Bird’s Eye: What have we got? A delightfully scathing speech from the Aussie PM, Julia Gillard, follows up on last week’s gender issue. Books are better, thanks to the demise of the publishing industry. A detailed review of David Byrne’s book on music establishes that he’s more than just another talking head, and a truly lovely photo arrives a little late for our autumnal photo spread.
* Gillard Labels Abbott A Misogynist – YouTube (via boingboing)
Australian PM Julia Gillard rose in Parliament to address a motion from the leader of the opposition Tony Abbott to dismiss the Speaker of the House for sending sexist text messages. She proceeded to unload on the smarmy shitheel opposite her for fifteen solid minutes, setting out his record of awful, misogynist garbage.
* It’s Hard Out Here Tremble the Devil
Traditional publishing never worked, it was an industry ruled by chance and blind luck. Its demise will be the best thing that’s ever happened to authors as the royalty system is rearranged and bureaucratic fat is removed from the system.
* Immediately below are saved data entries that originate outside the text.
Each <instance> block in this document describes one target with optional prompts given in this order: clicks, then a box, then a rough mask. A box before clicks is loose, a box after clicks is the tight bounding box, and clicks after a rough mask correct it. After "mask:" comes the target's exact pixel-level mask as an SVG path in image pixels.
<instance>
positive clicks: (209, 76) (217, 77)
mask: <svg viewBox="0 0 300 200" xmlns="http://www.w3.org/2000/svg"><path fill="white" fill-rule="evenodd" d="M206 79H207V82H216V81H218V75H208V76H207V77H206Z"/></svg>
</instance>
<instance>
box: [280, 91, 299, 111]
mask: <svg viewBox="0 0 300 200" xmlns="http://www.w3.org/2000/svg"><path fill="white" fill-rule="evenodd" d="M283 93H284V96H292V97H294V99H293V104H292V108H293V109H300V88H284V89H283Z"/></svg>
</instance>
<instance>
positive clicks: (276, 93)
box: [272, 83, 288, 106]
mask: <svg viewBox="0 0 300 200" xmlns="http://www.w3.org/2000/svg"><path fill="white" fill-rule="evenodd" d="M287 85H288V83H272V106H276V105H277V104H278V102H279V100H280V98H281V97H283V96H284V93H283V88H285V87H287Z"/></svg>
* “How Music Works” by David Byrne – review The Observer
Ever against the grain, the now 60-year-old Byrne explores a whole symphony of argument in this extraordinary book with the precise, technical enthusiasm you’d expect from the painfully bright art school-educated son – born in Scotland, raised in the States – of an electrical engineer, occasionally mopping his fevered brow in the crestfallen manner of a 19th-century poet. The title is perfectly chosen. Music doesn’t just work because of its effect on the senses; every aspect of its sound and construction has an emotional impact, right up to the way it’s distributed, even marketed, and the machines on which it’s consumed. It’s fascinating.
Even before you hear music, Byrne points out, it has been shaped by the environment it was designed to be heard in, and by the equipment employed to make or record it. Much of the slow, stately western music of the middle ages sounds the way it does because it had to work within the four-second reverberations of stone-walled cathedrals (Bach’s was more agile because he mostly wrote on a small church pipe organ). Frank Sinatra and Bing Crosby capitalized on the arrival of the microphone as it allowed them to reach their predominantly female following with a whisper not a shout.
Arena rock of the early 70s evolved as a way of reaching the back of the sonically unsuitable sports stadia that the expanding market now required its bands to perform in. Talking Heads themselves fashioned their angular funk partly because it suited the acoustics of CBGB, the box-like New York club that launched them. Byrne no longer plays at Carnegie Hall, he explains, because it’s designed for opera and thus deadens his current brand of highly percussive “groove music”.